Passou parte de um dia e uma noite nesta situação incómoda, mas há todas as razões para crer que foi uma partida que lhe quiseram pregar. Ficou um instante meditabundo, creio que a reflectir sobre essa terrível recordação, e em seguida dirigiu-se, num tom irascível, a um homem que vinha tomar conta do leme. Quando se voltou para mim fê-lo sem violência. Ia conduzir aquele cavalheiro à entrada do rio, a Batu Kring (Patusan ficava situada 'internamente' a trinta milhas, explicou). Mas para ele, continuou num tom cansado de convicção substituiu a verbosidade que até ali mostrara, o cavalheiro era já 'a similitude de um cadáver'. 'Quê? Que diz?', perguntei eu. Tomou uma expressão de ferocidade temível e imitou com toda a perfeição o gesto de dar uma facada pelas costas. 'Um homem perdido', explicou ainda, tomando o ar de vaidade insuportável que tomam os homens da sua raça depois de terem dito qualquer coisa que supõem um rasgo de génio. Jim, por detrás dele, sorria e levantou a mão para me impedir a exclamação que já me vinha aos lábios.
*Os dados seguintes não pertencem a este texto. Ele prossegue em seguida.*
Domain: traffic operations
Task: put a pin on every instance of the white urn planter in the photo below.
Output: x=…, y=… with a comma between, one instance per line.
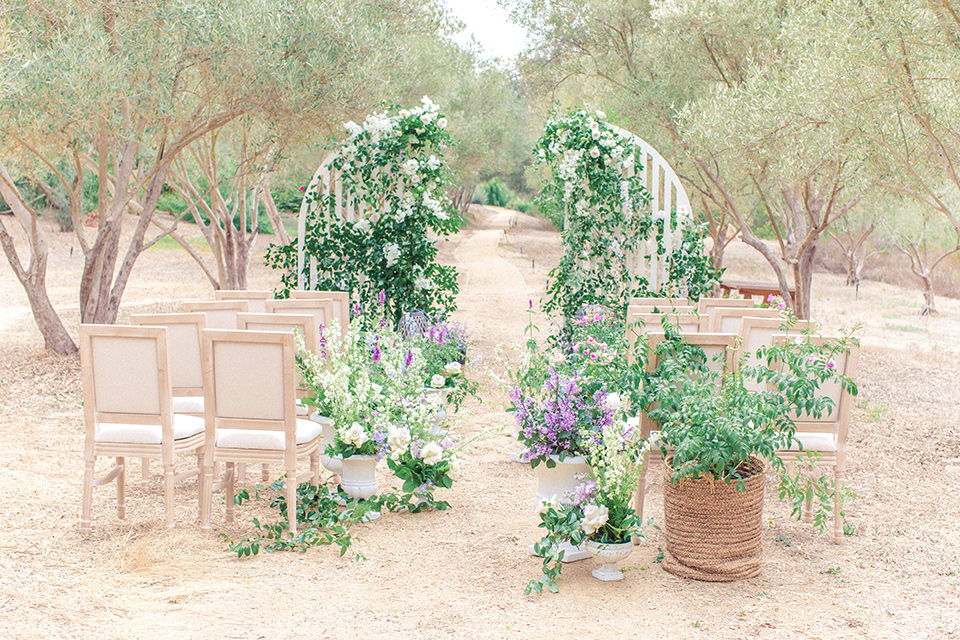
x=333, y=464
x=611, y=555
x=560, y=481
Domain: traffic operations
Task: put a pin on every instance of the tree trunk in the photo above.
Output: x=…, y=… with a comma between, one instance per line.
x=929, y=304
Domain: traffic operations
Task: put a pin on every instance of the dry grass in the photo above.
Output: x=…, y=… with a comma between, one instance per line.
x=460, y=574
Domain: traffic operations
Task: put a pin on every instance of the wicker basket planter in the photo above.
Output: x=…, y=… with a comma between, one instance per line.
x=712, y=531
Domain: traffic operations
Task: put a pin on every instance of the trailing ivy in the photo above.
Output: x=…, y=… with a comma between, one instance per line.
x=596, y=196
x=394, y=165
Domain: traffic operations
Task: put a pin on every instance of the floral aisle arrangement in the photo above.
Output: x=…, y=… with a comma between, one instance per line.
x=599, y=512
x=444, y=346
x=393, y=164
x=596, y=196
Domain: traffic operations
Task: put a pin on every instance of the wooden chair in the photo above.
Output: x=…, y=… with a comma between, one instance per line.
x=341, y=304
x=255, y=299
x=128, y=410
x=729, y=319
x=323, y=311
x=186, y=367
x=250, y=394
x=721, y=352
x=828, y=435
x=706, y=307
x=221, y=314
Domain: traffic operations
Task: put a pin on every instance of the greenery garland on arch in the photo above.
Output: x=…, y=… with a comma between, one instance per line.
x=394, y=165
x=596, y=196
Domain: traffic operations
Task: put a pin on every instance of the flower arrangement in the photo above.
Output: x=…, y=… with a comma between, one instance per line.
x=556, y=422
x=444, y=348
x=600, y=509
x=596, y=196
x=393, y=164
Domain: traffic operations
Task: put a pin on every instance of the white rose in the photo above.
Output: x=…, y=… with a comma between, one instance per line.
x=355, y=435
x=398, y=438
x=546, y=505
x=612, y=402
x=432, y=453
x=594, y=517
x=452, y=368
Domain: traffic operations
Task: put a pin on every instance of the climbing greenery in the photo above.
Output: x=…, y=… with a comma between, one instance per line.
x=596, y=196
x=393, y=168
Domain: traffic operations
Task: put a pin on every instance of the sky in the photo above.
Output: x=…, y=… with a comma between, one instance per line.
x=490, y=25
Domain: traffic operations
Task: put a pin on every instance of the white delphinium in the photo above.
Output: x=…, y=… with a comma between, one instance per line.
x=432, y=453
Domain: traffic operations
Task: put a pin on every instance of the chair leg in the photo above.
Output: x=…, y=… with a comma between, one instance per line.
x=290, y=487
x=837, y=518
x=122, y=489
x=206, y=497
x=315, y=468
x=231, y=487
x=638, y=499
x=85, y=523
x=168, y=476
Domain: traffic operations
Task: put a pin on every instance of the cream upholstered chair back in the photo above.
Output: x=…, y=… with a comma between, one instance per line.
x=707, y=306
x=729, y=319
x=247, y=375
x=687, y=322
x=321, y=310
x=341, y=299
x=126, y=377
x=221, y=314
x=255, y=299
x=305, y=324
x=183, y=348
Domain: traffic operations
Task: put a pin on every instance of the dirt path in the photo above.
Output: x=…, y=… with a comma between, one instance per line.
x=460, y=574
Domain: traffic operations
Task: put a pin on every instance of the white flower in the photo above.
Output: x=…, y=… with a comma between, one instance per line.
x=398, y=438
x=594, y=517
x=612, y=402
x=432, y=453
x=546, y=505
x=355, y=435
x=391, y=251
x=452, y=368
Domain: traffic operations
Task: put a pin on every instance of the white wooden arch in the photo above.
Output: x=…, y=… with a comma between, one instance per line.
x=667, y=196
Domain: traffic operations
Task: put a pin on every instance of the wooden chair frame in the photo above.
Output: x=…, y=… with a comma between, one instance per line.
x=163, y=418
x=287, y=424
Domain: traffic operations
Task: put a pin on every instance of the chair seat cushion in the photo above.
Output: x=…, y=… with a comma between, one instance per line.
x=816, y=441
x=183, y=427
x=188, y=404
x=253, y=439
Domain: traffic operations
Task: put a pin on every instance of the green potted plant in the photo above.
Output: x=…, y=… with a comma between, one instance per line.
x=715, y=435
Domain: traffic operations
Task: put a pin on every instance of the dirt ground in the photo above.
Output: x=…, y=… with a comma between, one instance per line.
x=460, y=573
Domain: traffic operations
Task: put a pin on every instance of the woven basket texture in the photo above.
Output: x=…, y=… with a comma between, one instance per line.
x=712, y=531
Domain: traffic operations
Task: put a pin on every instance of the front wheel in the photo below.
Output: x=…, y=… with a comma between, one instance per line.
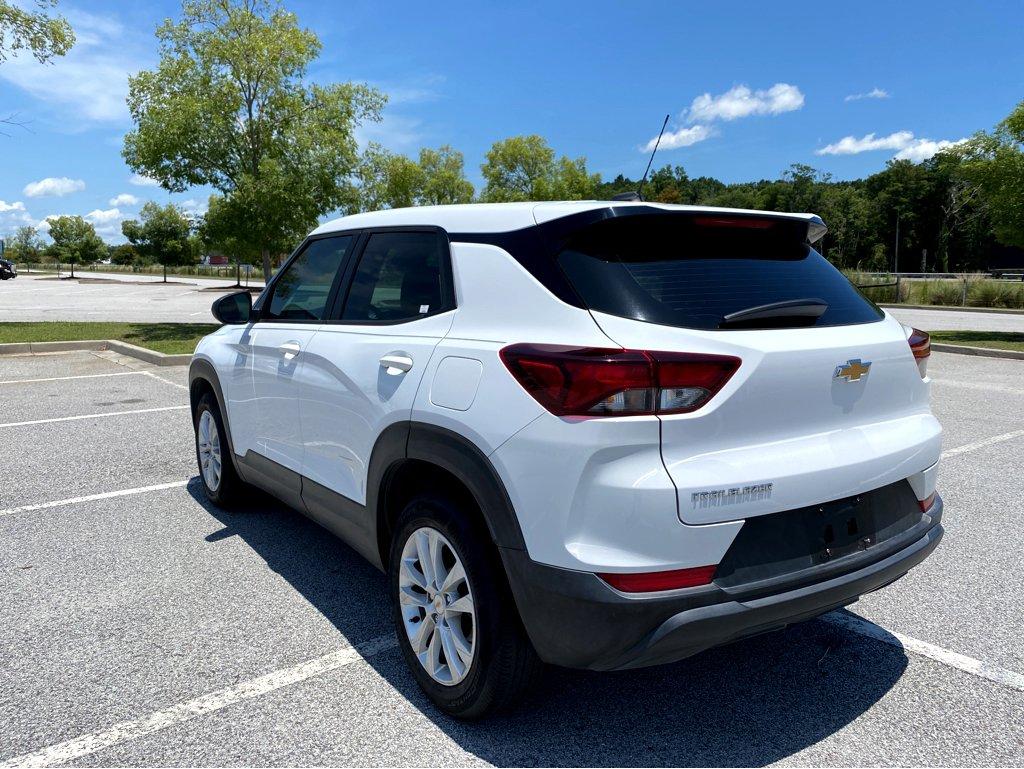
x=216, y=468
x=455, y=617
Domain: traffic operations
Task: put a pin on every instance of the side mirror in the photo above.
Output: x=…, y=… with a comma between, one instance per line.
x=233, y=308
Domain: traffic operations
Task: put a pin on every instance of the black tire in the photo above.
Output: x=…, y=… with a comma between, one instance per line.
x=230, y=490
x=505, y=665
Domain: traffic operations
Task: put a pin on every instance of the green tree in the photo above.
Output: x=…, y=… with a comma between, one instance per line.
x=75, y=242
x=124, y=254
x=25, y=245
x=161, y=235
x=994, y=163
x=444, y=177
x=389, y=180
x=523, y=168
x=228, y=107
x=43, y=35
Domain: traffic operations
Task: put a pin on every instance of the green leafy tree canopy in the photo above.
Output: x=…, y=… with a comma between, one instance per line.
x=36, y=31
x=523, y=168
x=389, y=180
x=161, y=235
x=994, y=162
x=228, y=107
x=75, y=242
x=25, y=245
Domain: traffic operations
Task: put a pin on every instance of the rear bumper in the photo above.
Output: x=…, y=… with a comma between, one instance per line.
x=576, y=620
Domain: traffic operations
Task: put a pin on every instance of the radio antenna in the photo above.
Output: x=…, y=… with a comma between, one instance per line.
x=659, y=134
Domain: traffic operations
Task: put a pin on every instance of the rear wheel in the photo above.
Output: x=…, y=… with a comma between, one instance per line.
x=455, y=618
x=216, y=468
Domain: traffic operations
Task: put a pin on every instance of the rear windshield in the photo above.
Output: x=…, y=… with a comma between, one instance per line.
x=692, y=271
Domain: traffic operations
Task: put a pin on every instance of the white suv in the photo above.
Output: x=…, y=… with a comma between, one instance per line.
x=599, y=435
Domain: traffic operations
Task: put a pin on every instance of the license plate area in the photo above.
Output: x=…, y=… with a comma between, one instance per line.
x=780, y=544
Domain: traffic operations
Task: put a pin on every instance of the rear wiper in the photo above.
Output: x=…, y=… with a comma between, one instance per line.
x=796, y=308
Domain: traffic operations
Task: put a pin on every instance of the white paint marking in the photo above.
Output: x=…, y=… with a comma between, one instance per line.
x=92, y=497
x=165, y=381
x=977, y=386
x=977, y=668
x=77, y=376
x=92, y=416
x=215, y=700
x=982, y=443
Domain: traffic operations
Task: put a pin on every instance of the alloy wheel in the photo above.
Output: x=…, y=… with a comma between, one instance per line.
x=436, y=605
x=208, y=441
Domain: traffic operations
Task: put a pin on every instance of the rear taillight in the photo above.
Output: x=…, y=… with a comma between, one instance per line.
x=599, y=382
x=921, y=346
x=651, y=582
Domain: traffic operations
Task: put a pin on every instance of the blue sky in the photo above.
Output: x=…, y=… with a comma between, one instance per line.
x=752, y=87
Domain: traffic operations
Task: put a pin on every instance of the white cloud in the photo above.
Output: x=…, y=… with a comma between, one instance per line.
x=866, y=143
x=682, y=137
x=195, y=207
x=396, y=132
x=906, y=146
x=99, y=216
x=91, y=81
x=105, y=221
x=13, y=215
x=53, y=185
x=43, y=225
x=143, y=181
x=873, y=93
x=740, y=101
x=921, y=150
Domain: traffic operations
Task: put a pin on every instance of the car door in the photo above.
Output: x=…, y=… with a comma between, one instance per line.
x=363, y=369
x=290, y=314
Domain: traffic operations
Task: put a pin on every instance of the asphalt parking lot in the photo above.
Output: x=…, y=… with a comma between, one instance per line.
x=140, y=626
x=104, y=296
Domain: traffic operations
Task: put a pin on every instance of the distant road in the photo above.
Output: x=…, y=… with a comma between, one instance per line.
x=145, y=298
x=941, y=319
x=31, y=297
x=139, y=278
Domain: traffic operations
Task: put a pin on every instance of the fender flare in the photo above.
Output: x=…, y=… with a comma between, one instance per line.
x=455, y=454
x=202, y=369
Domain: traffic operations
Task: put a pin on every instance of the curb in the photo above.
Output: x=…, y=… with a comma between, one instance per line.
x=150, y=356
x=980, y=351
x=949, y=308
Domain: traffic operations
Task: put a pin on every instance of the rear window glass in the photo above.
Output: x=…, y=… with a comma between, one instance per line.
x=692, y=271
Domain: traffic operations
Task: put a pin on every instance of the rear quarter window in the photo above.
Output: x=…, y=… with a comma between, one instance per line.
x=691, y=271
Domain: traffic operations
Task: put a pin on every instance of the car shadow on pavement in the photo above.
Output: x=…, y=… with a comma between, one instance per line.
x=748, y=703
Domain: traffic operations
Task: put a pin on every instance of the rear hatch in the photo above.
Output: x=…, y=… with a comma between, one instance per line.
x=827, y=401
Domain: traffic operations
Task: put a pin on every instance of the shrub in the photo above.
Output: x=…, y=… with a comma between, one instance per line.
x=995, y=294
x=949, y=293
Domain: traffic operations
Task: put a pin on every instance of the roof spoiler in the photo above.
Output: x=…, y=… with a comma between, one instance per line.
x=815, y=229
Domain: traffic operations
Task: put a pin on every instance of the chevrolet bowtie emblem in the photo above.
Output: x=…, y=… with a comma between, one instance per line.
x=852, y=370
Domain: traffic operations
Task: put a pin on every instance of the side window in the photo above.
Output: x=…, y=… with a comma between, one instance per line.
x=302, y=290
x=399, y=278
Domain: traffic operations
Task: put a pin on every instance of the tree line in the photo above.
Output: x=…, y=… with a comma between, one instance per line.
x=229, y=105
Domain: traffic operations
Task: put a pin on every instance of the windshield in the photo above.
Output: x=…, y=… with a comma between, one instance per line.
x=693, y=270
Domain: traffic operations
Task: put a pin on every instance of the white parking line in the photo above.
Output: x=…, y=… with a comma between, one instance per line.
x=982, y=443
x=215, y=700
x=978, y=386
x=77, y=376
x=977, y=668
x=91, y=498
x=92, y=416
x=165, y=381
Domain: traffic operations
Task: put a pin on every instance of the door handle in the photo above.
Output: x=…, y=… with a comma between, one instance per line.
x=395, y=364
x=290, y=349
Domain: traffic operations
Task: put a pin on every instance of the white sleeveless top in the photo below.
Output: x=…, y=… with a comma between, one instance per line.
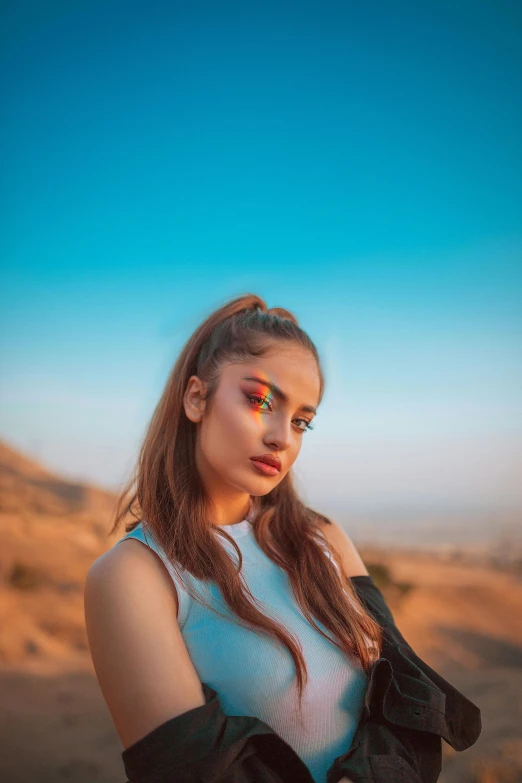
x=253, y=674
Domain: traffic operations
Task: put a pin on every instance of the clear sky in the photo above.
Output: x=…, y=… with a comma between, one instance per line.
x=357, y=163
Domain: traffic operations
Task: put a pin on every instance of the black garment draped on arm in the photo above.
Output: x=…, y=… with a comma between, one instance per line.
x=409, y=708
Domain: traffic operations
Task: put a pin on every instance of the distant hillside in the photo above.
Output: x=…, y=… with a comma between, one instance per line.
x=26, y=487
x=52, y=530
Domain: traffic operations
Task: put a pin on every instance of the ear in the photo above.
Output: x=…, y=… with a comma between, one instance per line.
x=193, y=401
x=337, y=538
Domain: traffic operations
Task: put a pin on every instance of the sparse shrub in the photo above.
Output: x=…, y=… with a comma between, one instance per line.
x=23, y=576
x=404, y=587
x=380, y=574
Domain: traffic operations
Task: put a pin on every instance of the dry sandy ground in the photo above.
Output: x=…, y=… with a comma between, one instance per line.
x=465, y=622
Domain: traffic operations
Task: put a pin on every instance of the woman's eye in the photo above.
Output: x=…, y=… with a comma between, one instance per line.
x=258, y=400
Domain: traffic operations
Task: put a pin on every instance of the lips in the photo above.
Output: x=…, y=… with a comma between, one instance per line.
x=269, y=459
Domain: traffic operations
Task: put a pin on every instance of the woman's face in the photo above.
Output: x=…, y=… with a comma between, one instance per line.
x=247, y=419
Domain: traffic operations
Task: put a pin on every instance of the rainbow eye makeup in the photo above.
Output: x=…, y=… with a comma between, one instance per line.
x=259, y=400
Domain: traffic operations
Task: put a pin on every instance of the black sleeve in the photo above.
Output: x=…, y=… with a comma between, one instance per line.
x=408, y=709
x=204, y=745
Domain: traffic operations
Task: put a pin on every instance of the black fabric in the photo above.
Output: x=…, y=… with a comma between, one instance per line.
x=409, y=708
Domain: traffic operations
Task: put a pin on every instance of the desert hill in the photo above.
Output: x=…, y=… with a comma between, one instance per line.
x=463, y=618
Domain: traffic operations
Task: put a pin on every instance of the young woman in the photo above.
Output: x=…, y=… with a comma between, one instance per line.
x=226, y=579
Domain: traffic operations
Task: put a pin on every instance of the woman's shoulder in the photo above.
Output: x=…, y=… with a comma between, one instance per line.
x=132, y=559
x=337, y=537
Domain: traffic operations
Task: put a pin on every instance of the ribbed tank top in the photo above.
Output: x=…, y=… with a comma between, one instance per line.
x=253, y=674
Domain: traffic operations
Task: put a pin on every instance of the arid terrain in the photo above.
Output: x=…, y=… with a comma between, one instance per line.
x=462, y=616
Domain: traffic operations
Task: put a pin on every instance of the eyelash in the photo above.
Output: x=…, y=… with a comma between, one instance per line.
x=309, y=425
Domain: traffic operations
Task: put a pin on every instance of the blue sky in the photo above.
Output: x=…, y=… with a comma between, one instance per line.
x=359, y=164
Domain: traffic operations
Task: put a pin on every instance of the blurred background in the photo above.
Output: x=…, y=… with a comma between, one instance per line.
x=358, y=164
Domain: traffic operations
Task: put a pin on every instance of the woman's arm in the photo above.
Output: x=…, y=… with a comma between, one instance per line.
x=142, y=664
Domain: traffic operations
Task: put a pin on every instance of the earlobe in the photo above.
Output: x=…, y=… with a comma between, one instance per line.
x=193, y=403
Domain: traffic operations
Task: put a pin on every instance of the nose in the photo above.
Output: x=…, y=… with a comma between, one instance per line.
x=278, y=434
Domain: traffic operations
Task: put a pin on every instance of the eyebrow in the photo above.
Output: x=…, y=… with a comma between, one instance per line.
x=277, y=392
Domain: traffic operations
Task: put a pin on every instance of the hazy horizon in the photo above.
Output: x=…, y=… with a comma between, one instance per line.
x=361, y=169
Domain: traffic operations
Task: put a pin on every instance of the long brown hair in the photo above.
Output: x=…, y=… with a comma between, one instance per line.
x=168, y=497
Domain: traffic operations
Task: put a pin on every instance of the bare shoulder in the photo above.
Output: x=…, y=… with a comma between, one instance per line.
x=139, y=655
x=339, y=540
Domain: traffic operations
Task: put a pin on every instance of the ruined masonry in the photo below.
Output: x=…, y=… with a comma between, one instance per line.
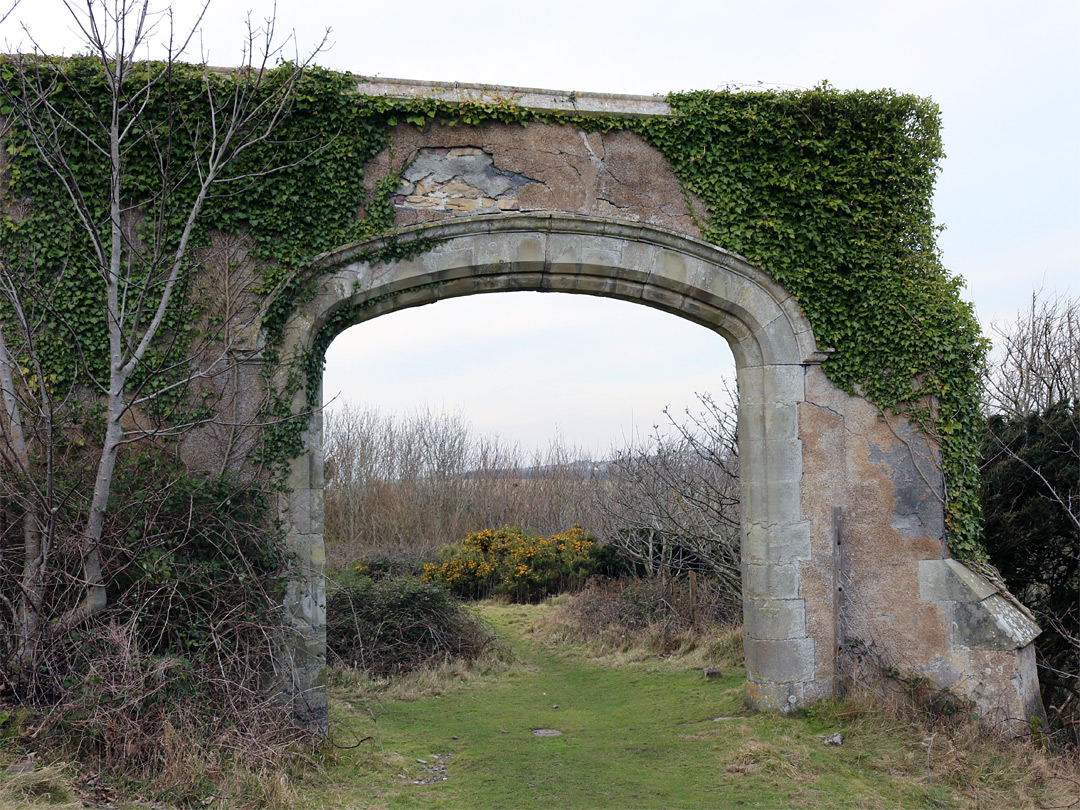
x=845, y=563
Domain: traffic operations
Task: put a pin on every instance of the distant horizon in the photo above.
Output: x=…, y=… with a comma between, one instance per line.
x=1007, y=194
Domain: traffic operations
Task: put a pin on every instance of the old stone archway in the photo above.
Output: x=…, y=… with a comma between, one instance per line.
x=842, y=526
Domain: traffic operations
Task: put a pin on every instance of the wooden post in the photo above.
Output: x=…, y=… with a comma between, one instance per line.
x=838, y=591
x=693, y=597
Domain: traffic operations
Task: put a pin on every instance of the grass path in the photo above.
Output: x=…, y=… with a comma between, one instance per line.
x=634, y=737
«Depois, enquanto o mestiço, a rebentar de importância, berrava ordens enquanto as vergas estalavam e a pesada corrente saía da água, Jim e eu, sós, por assim dizer, ao lado da vela grande, apertámo-nos a mão e trocámos as últimas palavras apressadas. O meu coração libertara-se daquele ressentimento melancólico que existira nele lado a lado com o interesse que aquele jovem me despertava. A tagarelice absurda do mestiço dera maior realidade aos tremendos perigos que Jim ia encontrar no caminho do que as cuidadosas advertências de Stein, Nessa ocasião, aquela espécie de formalismo que sempre existira nas nossas relações desapareceu; creio que lhe chamei 'meu querido amigo' e ouvi-o dizer 'meu velho' no meio dos balbucios de uma expressão de gratidão, como se os riscos que ia correr equilibrassem os anos e a experiência que eu tinha a mais e nos aproximassem.